Is Family a level of Commitment?

This one is tricky, because healthy families are committed to one another. The issue comes when we start minimizing one another’s belonging to us because of lack of attendance, vulnerability, or participation. If one of your siblings doesn’t make it to family Christmas, they didn’t become less a part of your family. In fact, it works 180° the opposite direction. Because your sibling simply is part of your family, you are sad that they didn’t make it to Christmas. When I was angry at my older brother for a way he had hurt me, it did not make him any less my brother. We kept right on being family while we worked on our differences.

Family is a commitment to a common Father

In the same way, we strongly desire for everyone to be there when we gather as Community Groups. When someone skips a gathering because we are not important enough to them, we will experience some degree of disappointment. But their absence does not change how we think of ourselves in relation to them. Instead, because we know that they are a brother or sister, we give them space to work on their stuff while we work toward greater unity.

It is a commitment to our common Father.

Family is a way of treating One Another

At about two years old, my boys went through a phase where they would show their anger toward Sandy by hitting her. It was the first time in their lives they experienced anger from me. “Rieske boys DO NOT hit women EVER… especially mom.” Later on, Sandy and I would teach them more on how to be a part of our family. “We protect the weak.” “Rieske boys work hard.” “If we say we will do it, we do it even if we don’t feel like it.” Notice the “we” in those statements. I am not just telling what to do; I am telling them how to act like one of us. How to be someone who is part of our family’s way of living life.

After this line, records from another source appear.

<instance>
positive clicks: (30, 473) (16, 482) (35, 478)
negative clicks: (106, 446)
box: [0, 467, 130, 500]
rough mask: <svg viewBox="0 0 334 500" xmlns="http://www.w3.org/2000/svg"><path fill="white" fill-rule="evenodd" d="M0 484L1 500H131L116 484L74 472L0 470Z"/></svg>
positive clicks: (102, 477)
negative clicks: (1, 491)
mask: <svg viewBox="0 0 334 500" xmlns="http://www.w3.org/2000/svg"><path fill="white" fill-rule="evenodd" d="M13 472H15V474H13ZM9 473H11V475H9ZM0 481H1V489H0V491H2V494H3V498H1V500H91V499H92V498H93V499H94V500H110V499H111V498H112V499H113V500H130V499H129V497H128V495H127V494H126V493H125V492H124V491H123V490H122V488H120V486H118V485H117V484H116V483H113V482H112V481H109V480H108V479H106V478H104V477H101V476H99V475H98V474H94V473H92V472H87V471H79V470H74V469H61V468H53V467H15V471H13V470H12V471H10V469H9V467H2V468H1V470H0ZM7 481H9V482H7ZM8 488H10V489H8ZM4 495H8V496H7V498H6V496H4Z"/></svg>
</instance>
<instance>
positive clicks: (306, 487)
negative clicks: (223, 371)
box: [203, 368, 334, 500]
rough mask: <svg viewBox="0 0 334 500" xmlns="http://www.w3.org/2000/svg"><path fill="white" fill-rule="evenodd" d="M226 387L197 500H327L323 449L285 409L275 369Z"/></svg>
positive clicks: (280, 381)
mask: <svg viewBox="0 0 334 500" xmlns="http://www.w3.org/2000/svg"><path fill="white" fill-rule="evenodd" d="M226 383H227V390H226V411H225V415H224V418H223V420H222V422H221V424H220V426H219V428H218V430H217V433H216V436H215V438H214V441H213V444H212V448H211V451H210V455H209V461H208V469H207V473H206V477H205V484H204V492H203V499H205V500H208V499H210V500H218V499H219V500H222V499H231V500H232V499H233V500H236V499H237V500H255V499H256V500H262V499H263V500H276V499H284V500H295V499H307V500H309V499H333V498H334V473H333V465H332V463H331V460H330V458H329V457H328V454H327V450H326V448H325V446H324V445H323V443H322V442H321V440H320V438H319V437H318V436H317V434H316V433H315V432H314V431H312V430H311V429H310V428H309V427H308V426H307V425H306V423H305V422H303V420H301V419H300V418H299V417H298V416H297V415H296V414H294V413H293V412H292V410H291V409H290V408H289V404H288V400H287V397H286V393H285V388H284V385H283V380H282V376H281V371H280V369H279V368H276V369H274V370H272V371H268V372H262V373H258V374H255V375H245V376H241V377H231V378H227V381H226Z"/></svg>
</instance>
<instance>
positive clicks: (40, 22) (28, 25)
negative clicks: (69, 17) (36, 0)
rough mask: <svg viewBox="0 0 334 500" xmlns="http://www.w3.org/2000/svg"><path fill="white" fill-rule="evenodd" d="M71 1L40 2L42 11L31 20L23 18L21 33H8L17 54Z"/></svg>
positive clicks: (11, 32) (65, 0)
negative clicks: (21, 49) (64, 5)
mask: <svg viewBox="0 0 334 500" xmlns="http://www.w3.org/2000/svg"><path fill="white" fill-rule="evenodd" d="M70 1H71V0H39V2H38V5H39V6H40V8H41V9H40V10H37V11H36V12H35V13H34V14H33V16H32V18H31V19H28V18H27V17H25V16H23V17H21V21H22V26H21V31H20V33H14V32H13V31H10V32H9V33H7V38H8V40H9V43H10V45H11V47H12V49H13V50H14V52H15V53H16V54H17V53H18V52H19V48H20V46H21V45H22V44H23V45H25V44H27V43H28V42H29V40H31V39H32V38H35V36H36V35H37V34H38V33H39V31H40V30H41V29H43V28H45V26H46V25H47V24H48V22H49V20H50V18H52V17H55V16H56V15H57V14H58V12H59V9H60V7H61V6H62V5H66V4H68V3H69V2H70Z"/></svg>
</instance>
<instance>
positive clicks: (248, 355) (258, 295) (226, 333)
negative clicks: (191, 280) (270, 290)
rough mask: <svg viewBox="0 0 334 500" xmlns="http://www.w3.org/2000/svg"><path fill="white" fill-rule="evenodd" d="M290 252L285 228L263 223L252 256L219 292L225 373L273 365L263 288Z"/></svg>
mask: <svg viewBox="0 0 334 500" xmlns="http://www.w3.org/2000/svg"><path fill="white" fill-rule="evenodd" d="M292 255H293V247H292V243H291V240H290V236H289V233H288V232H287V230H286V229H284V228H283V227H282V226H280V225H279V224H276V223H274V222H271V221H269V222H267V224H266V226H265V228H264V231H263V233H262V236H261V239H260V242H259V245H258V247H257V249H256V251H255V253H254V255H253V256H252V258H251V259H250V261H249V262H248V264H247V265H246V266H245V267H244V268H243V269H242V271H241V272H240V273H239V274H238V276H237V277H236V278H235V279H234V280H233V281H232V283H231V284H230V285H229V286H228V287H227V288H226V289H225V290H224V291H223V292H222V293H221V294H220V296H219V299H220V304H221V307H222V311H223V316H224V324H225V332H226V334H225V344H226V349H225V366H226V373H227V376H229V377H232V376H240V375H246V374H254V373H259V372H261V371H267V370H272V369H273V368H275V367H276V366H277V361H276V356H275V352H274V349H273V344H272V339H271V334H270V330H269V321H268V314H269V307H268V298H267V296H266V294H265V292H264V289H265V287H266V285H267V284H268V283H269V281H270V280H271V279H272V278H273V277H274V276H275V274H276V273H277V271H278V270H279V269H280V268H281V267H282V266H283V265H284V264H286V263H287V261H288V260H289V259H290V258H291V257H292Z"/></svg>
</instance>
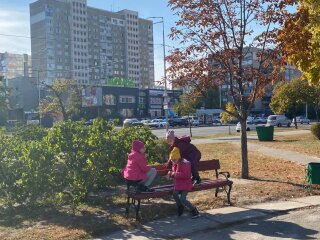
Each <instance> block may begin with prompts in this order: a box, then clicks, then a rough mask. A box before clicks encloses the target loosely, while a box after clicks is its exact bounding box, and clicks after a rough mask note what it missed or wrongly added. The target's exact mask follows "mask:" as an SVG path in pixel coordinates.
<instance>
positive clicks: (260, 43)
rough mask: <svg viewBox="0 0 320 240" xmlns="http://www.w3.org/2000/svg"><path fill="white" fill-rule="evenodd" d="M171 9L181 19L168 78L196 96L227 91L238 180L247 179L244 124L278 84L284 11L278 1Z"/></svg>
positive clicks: (168, 69)
mask: <svg viewBox="0 0 320 240" xmlns="http://www.w3.org/2000/svg"><path fill="white" fill-rule="evenodd" d="M169 6H170V7H171V9H172V11H173V12H174V13H175V15H177V16H178V18H179V20H178V21H177V22H176V26H175V27H173V28H172V29H171V34H170V37H171V38H172V39H173V40H174V41H177V42H178V43H179V46H180V47H179V48H176V49H175V50H174V51H172V52H171V55H170V56H169V57H168V58H167V60H168V62H169V64H170V66H169V68H168V72H169V76H168V77H169V79H170V80H171V81H172V83H173V85H174V86H188V87H189V88H192V89H193V94H194V95H201V93H202V92H203V91H206V90H208V89H218V87H221V86H225V87H226V89H228V94H229V98H230V99H232V103H233V104H234V106H235V109H236V113H230V114H232V115H234V116H235V117H236V118H237V119H238V120H239V121H240V123H241V129H242V131H241V177H242V178H248V177H249V166H248V147H247V133H246V131H245V129H246V120H247V117H248V115H249V113H250V109H251V108H252V107H253V104H254V102H255V100H256V99H257V98H259V97H262V96H263V94H264V92H265V89H266V87H267V86H268V85H269V84H271V83H274V82H276V81H277V80H279V75H280V74H281V71H280V69H278V68H277V67H276V66H278V63H280V62H281V60H282V59H281V58H280V56H278V54H277V52H278V51H277V45H276V41H275V37H276V34H277V33H278V30H279V29H278V27H280V26H281V23H282V22H283V19H282V17H284V16H285V15H284V14H283V12H284V11H285V10H284V9H283V8H282V6H280V5H279V1H278V0H196V1H194V0H183V1H182V0H179V1H177V0H169ZM277 23H279V24H277ZM258 26H259V27H258ZM255 29H258V31H255ZM275 63H277V65H276V64H275Z"/></svg>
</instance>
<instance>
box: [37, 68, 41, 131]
mask: <svg viewBox="0 0 320 240" xmlns="http://www.w3.org/2000/svg"><path fill="white" fill-rule="evenodd" d="M37 83H38V114H39V125H40V126H41V114H40V101H41V90H40V70H37Z"/></svg>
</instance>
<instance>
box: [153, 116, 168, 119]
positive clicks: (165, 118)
mask: <svg viewBox="0 0 320 240" xmlns="http://www.w3.org/2000/svg"><path fill="white" fill-rule="evenodd" d="M155 119H161V120H166V117H165V116H160V117H156V118H155Z"/></svg>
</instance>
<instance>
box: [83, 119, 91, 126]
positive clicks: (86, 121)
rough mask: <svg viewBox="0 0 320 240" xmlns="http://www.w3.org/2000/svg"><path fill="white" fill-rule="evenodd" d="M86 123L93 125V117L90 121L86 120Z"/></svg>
mask: <svg viewBox="0 0 320 240" xmlns="http://www.w3.org/2000/svg"><path fill="white" fill-rule="evenodd" d="M84 125H86V126H91V125H93V119H89V120H88V121H86V122H85V123H84Z"/></svg>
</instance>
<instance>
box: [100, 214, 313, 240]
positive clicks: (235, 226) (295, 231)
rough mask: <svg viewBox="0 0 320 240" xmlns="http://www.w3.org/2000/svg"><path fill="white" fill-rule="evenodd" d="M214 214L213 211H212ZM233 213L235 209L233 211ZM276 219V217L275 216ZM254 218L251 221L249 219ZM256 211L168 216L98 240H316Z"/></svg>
mask: <svg viewBox="0 0 320 240" xmlns="http://www.w3.org/2000/svg"><path fill="white" fill-rule="evenodd" d="M213 211H214V210H213ZM227 211H228V210H227ZM233 211H235V210H233ZM278 216H279V215H278ZM252 217H255V218H256V219H255V220H249V219H250V218H251V219H252ZM274 217H275V216H274V215H265V214H263V213H261V212H259V211H257V210H241V211H239V212H232V209H230V213H227V214H218V213H216V214H209V213H202V215H201V217H200V218H198V219H191V218H190V216H183V217H170V218H166V219H164V220H159V221H155V222H152V223H149V224H147V225H145V226H143V227H142V228H141V229H136V230H135V231H133V232H132V231H131V232H129V231H122V232H117V233H115V234H113V235H109V236H106V237H105V238H102V239H110V240H115V239H141V240H142V239H155V240H158V239H190V240H193V239H194V240H197V239H223V240H226V239H248V240H250V239H253V238H252V236H253V235H254V239H267V238H269V237H270V238H272V239H284V238H287V239H288V238H289V239H297V240H307V239H317V238H315V237H313V235H315V234H318V233H319V232H318V231H315V230H312V229H308V228H304V227H302V226H299V225H298V224H295V223H291V222H288V221H283V220H273V219H272V218H274ZM252 234H253V235H252Z"/></svg>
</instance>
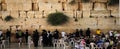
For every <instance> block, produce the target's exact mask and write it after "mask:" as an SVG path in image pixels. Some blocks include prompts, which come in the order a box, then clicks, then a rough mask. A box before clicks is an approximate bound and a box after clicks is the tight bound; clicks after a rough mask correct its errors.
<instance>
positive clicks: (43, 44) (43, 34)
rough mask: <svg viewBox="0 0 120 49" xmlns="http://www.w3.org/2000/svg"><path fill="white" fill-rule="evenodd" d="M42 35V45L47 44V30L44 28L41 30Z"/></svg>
mask: <svg viewBox="0 0 120 49" xmlns="http://www.w3.org/2000/svg"><path fill="white" fill-rule="evenodd" d="M42 37H43V40H42V43H43V46H47V31H46V30H42Z"/></svg>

God has a way of teaching us how to act in His family. The commands in the New Testament teaching us how to treat each other are commonly called the “one anothers” because directions on how to treat one another appear dozens of times in the new Testament. They are like God’s way of saying, “In our family, we…” (check out this site for more.)
“In our family, we love one another.” 
“In our family, we serve one another.”

Our big brother Jesus has these down pat. As his adopted younger siblings, we’re learning how, too.

When we say that community groups are “families of disciples”, we are not saying that they have perfected the “one anothers”. And we are certainly not saying that until others have perfected the “one anothers”, we have permission to act like they are not family. What we are saying is that a community group is a gathering of men and women who are trying to learn to act like Jesus. Of course we fail at it. Sometimes painfully so. But He remains our goal no matter how many times we fall down.

Why should we embrace this?

In 2000, ABC aired a miniseries called “The Beach Boys: An American Family”. One episode featured Dennis Wilson’s involvement with the Charles Manson cult. There is a scene where the Wilson brother arrives at his home and sees Manson preaching inside. The sight scares him, so he decides to leave. In the creepiest moment, Manson sees him out the window and half-growls/half-shouts, “You… Can’t… Leave the FAMILY!”

Men and women who want to be part of the family of God join a local body of believers. But sometimes the fit isn’t very good—personalities rub the wrong way, or maybe theological view-points don’t mesh. We are not a cult that demands everyone agree and that no one is allowed to leave. We want to gracefully allow others to pursue God of their own conscience and choice. 

But I wonder if we have embraced that freedom for ourselves so strongly that we have rejected being a family altogether. I wonder if we fear responsibility to one another so greatly that we have missed the Lord’s design completely. Instead of forgiving one another like He taught us to, we just find another body to belong to. Instead of being unified like He prayed we would, we divide His body and make and make a mockery of what he did for us.